My heart and mind have got into a brawl,
To decide whether I am a callow or precocious,
But I feel , I feel as if I am prodigal,
Yes, prodigal dejectedly transformed from a prodigy,
I have voluntarily shoved aside,
The colossal barrel of nectar,
And I am struggling to gulp down the bitter poison,
I know its bitter but can’t resist the incitement,
The stench of a pernicious tomorrow,
Stimulates my olfactory lobes,
Though my previous sanctimonious world,
Extends its hands, ready to take me back,
I am woefully panglossian about the world I thrive in,
But I know, the synapse I stand today,
Can’t bear me for long,
It’ll soon chuck me out,
For there are other trippers too.
I have to fabricate an abode,
An abode entitled to shelter me,
Shelter me when the junction will do away,
Lest I shall prepare to putrefy in a chasm,
A menacing, perilous chasm.

The Abyss


Too deep to see, yet too shallow to reach,
Dark a place it is, for it is the conglomeration of a thousand colours,
It is the provenance of emotions and serves to be the graveyard too,
It is a mighty abyss,
Getting out of it is a knack of a few,
It’s none but another you within you.
It grows inside you,
As you grow each day,
Braving all odds and the dismay you face.

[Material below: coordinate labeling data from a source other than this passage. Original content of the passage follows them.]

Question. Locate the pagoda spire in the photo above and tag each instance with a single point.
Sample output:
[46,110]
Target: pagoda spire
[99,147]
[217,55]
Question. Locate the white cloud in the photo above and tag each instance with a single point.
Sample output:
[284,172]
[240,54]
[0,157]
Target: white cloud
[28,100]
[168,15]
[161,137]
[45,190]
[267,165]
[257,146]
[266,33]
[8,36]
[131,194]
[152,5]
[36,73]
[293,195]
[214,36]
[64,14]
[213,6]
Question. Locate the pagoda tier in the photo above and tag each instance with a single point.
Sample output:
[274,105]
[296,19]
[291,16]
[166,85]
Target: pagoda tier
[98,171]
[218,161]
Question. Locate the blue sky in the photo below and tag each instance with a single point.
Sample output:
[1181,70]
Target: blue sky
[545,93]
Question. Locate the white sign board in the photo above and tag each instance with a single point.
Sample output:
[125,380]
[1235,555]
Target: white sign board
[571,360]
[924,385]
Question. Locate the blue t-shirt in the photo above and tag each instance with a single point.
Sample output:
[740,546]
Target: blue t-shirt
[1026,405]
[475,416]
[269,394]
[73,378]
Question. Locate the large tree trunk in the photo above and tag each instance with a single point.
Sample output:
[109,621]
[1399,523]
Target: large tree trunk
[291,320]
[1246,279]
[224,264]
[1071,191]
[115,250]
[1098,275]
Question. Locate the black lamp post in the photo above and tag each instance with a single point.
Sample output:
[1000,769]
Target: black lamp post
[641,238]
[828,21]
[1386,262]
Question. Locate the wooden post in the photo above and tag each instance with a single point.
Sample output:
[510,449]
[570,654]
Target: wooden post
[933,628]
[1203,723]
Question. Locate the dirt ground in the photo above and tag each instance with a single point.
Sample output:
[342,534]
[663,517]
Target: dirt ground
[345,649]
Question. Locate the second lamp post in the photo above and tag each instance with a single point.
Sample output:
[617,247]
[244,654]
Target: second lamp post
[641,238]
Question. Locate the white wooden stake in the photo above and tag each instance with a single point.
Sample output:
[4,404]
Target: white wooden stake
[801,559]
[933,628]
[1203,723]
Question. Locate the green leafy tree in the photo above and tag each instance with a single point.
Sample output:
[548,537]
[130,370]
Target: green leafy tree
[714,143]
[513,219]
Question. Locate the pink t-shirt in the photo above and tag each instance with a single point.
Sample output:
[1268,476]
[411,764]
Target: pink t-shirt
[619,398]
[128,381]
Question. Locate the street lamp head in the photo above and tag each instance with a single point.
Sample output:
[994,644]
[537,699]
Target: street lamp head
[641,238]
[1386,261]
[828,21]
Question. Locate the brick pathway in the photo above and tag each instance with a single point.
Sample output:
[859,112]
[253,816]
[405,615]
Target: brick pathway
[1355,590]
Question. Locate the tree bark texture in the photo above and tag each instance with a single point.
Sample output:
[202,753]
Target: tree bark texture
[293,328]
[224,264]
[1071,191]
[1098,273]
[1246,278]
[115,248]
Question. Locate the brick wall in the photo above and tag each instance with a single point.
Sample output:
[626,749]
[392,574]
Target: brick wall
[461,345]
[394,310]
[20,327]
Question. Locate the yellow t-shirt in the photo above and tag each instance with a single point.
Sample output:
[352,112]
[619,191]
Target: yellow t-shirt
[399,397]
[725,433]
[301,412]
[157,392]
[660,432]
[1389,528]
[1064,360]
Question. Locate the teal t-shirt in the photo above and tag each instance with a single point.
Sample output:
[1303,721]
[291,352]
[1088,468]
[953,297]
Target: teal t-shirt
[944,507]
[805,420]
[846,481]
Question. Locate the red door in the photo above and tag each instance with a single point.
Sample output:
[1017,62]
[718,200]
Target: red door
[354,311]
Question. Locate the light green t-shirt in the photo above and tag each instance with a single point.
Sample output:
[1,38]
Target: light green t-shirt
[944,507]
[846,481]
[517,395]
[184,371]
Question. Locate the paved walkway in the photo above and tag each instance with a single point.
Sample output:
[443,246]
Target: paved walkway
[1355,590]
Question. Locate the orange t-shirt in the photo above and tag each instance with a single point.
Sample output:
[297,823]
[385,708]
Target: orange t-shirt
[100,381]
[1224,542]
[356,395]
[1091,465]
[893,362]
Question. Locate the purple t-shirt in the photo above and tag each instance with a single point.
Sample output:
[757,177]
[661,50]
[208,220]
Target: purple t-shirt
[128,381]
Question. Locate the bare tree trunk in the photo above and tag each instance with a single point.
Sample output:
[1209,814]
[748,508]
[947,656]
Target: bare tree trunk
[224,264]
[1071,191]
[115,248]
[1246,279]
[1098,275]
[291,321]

Everytime you get maimed by the contusions,
It gets immunized by those,
Every time you drink the potion of wounds,
It gets adorned by the scars,
And ironically it gets so narcissistic about its lousiness,
That it becomes unvanquishable,
For it loses the fear to lose,
And it overpowers you,
It is a mighty abyss,
It’s none but another you within you.
It creates tornadoes within you,
Pulling your credence on your own into a vortex,
It churns it into a million pieces,
It cuts you into a thousand slices,
You stand as a mere taxidermal being,
Still bleeding profusely from within.
It is a mighty abyss,
Getting out of it is a knack of a few,
It is none but another you within you.
The wrath of its storm doesn’t put your soul to rest,
Your blood boils with ferocious gurgling,
Everything seems unfair,
From a panglossian you become a doubting Thomas,
And then emerges a rebellious you,
Even in conflict with yourself,
It is a mighty abyss,
None, but another you within you.
It will cryptically turn self love to arrogance,
Very tactfully dilute life’s fragrance,
It’ll Mar the trust that will born inside you,
It will make the love succumb that fights to grow in you,
It is a mighty abyss , you know,
Getting out of it is a knack of a few,
It’s none but another you within you .
But one of the few can be you,
For you are its chaperone,
You can rise above it , if you follow a cue.
Love for it is poison,
Passion for it is delusion.
Faith for it is infidelity,
And optimism mangles it’s identity.
Make sure you gulp a drop of each,
Without fail for days as I teach,
You will fill the abyss with the stories of your conquest,
anhiliating the other you
And putting its soul eternally to rest.